While YOLOv1 struggled with small objects due to its coarse grid, SSD (Single Shot MultiBox Detector) introduced multi-scale feature map predictions. By attaching detector heads to multiple layers of varying resolution, SSD handles objects of different sizes in a single pass.

Multi-Scale Feature Maps

SSD uses a base network (such as VGG or ResNet) followed by additional convolutional layers that progressively decrease in size, enabling multi-scale predictions.

Intermediate Layer Predictions

Earlier convolutional layers have high spatial resolution and are used to detect small objects.
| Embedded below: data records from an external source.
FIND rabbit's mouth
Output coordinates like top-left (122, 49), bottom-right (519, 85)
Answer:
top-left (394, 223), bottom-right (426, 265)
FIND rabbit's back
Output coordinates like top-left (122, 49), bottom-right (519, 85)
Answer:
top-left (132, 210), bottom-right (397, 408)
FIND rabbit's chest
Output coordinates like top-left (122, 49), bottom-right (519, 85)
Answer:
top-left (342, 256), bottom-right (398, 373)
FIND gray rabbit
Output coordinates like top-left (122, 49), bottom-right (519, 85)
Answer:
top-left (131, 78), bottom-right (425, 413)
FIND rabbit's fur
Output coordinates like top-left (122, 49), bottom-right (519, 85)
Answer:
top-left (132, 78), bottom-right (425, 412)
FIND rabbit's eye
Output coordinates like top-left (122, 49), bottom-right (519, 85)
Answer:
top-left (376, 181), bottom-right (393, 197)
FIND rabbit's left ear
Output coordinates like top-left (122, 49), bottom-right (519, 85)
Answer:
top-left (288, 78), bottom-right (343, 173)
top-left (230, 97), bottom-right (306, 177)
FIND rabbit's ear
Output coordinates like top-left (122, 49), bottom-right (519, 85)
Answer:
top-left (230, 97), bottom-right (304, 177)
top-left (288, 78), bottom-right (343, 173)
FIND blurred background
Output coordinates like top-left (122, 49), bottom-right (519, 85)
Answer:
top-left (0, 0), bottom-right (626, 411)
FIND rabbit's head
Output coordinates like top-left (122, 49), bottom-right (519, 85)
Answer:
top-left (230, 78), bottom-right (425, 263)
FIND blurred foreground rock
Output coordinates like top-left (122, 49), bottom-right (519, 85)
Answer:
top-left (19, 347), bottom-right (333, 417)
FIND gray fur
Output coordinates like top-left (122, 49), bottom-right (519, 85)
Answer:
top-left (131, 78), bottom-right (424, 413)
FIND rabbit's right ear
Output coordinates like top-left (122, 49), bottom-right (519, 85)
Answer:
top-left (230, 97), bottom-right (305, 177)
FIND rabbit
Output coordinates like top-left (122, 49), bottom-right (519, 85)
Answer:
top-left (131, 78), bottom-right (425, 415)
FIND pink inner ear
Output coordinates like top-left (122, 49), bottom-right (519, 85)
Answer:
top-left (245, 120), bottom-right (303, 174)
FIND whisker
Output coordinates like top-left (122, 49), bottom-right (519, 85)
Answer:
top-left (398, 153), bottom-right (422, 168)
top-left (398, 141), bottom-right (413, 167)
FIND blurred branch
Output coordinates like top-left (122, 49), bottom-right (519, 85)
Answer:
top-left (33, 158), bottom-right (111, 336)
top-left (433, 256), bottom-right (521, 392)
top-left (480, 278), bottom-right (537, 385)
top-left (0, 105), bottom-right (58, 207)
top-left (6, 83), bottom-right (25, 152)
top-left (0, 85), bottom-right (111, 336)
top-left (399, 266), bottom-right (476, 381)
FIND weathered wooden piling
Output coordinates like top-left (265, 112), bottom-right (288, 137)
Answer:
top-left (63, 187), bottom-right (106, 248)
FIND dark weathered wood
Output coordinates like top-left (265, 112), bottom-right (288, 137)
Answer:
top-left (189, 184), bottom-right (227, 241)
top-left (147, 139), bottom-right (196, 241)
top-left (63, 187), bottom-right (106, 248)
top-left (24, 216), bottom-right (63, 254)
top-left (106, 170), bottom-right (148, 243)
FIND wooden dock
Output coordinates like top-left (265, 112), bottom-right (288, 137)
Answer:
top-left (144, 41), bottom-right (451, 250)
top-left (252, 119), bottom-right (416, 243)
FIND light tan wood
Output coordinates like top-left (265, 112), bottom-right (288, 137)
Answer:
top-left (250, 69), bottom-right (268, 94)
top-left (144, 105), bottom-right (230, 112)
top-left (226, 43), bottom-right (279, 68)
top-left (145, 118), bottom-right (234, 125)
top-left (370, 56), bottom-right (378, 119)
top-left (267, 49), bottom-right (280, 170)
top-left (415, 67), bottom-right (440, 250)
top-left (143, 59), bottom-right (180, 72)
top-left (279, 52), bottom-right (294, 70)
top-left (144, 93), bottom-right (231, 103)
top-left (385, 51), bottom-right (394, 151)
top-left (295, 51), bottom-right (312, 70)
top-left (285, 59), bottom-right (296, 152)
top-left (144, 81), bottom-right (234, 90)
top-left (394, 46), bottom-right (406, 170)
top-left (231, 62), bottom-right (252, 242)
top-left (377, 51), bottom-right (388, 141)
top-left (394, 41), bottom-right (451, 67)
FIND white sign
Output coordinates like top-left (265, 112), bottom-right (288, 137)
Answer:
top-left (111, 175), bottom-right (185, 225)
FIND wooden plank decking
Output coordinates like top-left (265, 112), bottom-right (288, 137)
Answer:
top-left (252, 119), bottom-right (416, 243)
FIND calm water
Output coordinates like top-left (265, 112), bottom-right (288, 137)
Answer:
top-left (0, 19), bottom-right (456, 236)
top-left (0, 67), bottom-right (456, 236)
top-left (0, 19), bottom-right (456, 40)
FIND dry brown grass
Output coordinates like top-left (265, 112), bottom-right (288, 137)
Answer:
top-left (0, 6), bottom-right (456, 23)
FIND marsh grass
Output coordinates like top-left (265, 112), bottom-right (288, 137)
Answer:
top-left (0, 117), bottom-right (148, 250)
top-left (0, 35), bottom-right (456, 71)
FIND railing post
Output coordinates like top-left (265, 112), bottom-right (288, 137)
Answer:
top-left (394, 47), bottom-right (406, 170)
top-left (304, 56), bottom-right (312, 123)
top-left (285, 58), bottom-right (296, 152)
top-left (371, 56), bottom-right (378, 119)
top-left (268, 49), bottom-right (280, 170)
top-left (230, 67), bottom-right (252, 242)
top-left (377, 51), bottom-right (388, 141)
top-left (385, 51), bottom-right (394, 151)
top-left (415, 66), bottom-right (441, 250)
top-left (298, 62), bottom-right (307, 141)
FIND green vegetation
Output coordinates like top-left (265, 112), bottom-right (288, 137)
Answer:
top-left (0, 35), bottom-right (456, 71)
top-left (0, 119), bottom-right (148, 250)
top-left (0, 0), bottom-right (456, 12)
Later layers have lower spatial resolution (large receptive fields) and are used to detect larger objects.

Default Boxes (Priors)

Similar to Faster R-CNN's anchors, SSD places a set of default boxes (priors) of different aspect ratios at every cell of each feature map. This ensures a broad range of coverage across shapes and scales.

SSD Training Dynamics

Training SSD involves matching default boxes to ground truth boxes and balancing the loss function to handle the overwhelming amount of background area (negative samples).

Hard Negative Mining

Since most default boxes do not contain objects, there is an extreme class imbalance between positive and negative samples. SSD addresses this by sorting negative boxes by loss values and picking only the worst ones to maintain a 3:1 ratio of negatives to positives during training.

Inference and Multi-Scale Loss

During inference, predictions from all layers are combined, and redundant boxes are removed. The model is trained with a combination of Smooth L1 regression loss and Softmax classification loss.